Cathedral is a church in Ancona, central Italy
, dedicated to Judas Cyriacus. It is an example of mixed Romanesque-Byzantine and Gothic elements, and is located on the former site of the Greek city's acropolis, the Guasco hill which commands Ancona and its gulf.
Excavations carried on in 1948 proved that an Italic temple, perhaps dedicated to Aphrodite, existed on the site as early as the 3rd century BC. Above it, in the 6th century CE a Palaeo-Christian church was built. This had a nave and three aisles with the entrance facing south-east (where is the current Chapel of the Crucifix); some still existing remains of it include a mosaic pavement and perimeter walls.

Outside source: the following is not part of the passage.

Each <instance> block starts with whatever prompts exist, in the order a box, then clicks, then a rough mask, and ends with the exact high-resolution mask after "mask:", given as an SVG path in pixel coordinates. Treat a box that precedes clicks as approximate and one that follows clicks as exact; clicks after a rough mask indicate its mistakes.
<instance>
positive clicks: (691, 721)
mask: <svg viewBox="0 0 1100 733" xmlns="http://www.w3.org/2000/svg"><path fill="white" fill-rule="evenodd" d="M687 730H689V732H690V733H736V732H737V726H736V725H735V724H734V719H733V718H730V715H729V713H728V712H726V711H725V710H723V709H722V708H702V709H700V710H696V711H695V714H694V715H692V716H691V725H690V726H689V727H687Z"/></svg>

In 995–1015 a new church was built, which anyway kept the original walls. In 1017 the renovated basilica received the relics of St. Marcellinus of Ancona and St. Cyiriacus. Further enlargement works occurred between the end of the 12th and the early 13th centuries, with the addition of a transversal body, to obtain a Greek cross plan, and a entrance towards south-west, resulting in the church now facing the port and the new road entering the city. The transepts were at a higher level than the previous nave, and had apses. The church, previously named after St. Lawrence, was re-dedicated to St. Cyriacus martyr, the patron saint and alleged bishop of Ancona.
A first restoration was held in 1883. During World
War I, on 24 May 1915, the basilica was damaged by a bombardment of the Austrian-Hungarian fleet. The damage was restored in 1920, but in World War II Anglo-American aerial bombings destroyed the right transept and the Crypt of Drops under it, along with the art treasures housed there. Once the transept was rebuilt, the church was officially reopened in 1951. Further damage was caused by an earthquake in 1972, followed by a new restoration and another official opening in 1977.